Se l'art. 12 consente un'applicazione, per così dire, retroattiva delle norme della legge provinciale per quanto riguarda gli istituti dell'affidamento delle urne cinerarie e della dispersione delle ceneri, considerando anche le cremazioni effettuate prima dell'entrata in vigore della legge provinciale, si coglie come anche questa "retroattività" rischi di dover fare i conti con l'attesa dell'entrata in vigore del regolamento di esecuzione, per cui vi è palese contraddizione con il riferimento alle cremazioni effettuate prima dell'entrata in vigore della legge provinciale medesima, cosa che, forse, potrebbe anche essere in qualche modo gestibile, continuando a conservare le urne nell'attuale allocazione in attesa dell'entrata in vigore del regolamento di esecuzione, ma ciò creerebbe una rilevante difformità di trattamento rispetto alle cremazioni effettuate "dopo" l'entrata in vigore della legge provinciale, ma "prima" dell'entrata in vigore del suo regolamento di esecuzione.
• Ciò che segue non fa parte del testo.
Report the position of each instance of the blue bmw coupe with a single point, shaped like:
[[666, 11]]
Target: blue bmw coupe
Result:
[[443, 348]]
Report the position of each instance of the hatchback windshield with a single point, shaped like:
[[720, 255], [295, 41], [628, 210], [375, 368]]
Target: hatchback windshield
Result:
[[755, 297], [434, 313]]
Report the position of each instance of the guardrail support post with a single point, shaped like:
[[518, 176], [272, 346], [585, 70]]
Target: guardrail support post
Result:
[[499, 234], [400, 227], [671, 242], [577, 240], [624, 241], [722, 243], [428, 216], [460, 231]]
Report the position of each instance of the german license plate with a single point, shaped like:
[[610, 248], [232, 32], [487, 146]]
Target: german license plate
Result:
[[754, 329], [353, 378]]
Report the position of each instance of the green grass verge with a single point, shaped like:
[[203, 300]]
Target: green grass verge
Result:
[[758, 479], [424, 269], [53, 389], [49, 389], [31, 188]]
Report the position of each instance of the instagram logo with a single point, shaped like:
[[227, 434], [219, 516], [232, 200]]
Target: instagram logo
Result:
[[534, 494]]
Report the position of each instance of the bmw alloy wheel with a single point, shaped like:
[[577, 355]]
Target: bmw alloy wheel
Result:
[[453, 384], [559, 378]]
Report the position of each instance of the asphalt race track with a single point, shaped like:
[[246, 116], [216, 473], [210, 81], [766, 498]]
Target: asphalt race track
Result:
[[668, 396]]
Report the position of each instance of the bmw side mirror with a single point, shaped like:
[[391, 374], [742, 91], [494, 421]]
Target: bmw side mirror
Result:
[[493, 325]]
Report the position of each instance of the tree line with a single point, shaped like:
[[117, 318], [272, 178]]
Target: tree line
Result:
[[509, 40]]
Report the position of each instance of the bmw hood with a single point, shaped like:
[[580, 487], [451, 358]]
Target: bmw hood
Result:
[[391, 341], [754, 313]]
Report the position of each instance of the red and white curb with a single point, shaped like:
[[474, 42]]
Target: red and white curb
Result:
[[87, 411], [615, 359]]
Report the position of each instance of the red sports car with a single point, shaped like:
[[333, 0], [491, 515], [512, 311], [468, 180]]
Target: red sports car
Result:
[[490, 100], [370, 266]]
Sono evidenti le incoerenze ed auto-contraddizioni, anche se sembrerebbe che l'impianto redazionale seguito sia quello di avere voluto pensare ad una sorta di legge provinciale "cornice", entro la quale collocare il regolamento di esecuzione, magari al fine di poter meglio gestire eventuali adattamenti e modifiche per il futuro, laddove se ne venga a ravvisare l'opportunità.
Il comam 2 dell'art. 12 prevede un adeguamento dei regolamenti "cimiteriali" entro un anno dall'entrata in vigore del regolamento di esecuzione alla legge provinciale, aspetto che solleva alcune perplessità dato che l'esercizio della potestà regolamentare dei comuni costituisce una componente essenziale dell'autonomia di questi ultimi, non comprimibile da altri livelli di governo (art. 114 Cost.), ma anche per il fatto che gli effetti di tali (eventuali) modifiche ai regolamenti "cimiteriali" continuano ad essere soggetti, sotto il profilo dell'efficacia, alla procedura stabilita (e relativi termini di procedimento) dall'art. 345 testo unico delle leggi sanitarie, approvato con R. D. 27 luglio 1934, n. 1265 e succ. modif, dato che la Provincia non ha avocato a sé stessa la titolarità ad una tale approvazione, come potrebbe avere provveduto alla luce dell'art. 10, n. 10) Statuto di autonomia regionale. Sorge, quindi, il dubbio se il termine per un tale adeguamento (ammesso che i comuni siano tenuti ad osservare, come se fosse un vincolo, la previsione dell'art. 12, comma 2 e non piuttosto che essa costituisca una norma d'indirizzo) vada considerato con riferimento agli atti di adozione delle norme regolamentari comunali eventualmente ritenute necessarie od opportune, oppure con riferimento alla loro efficacia.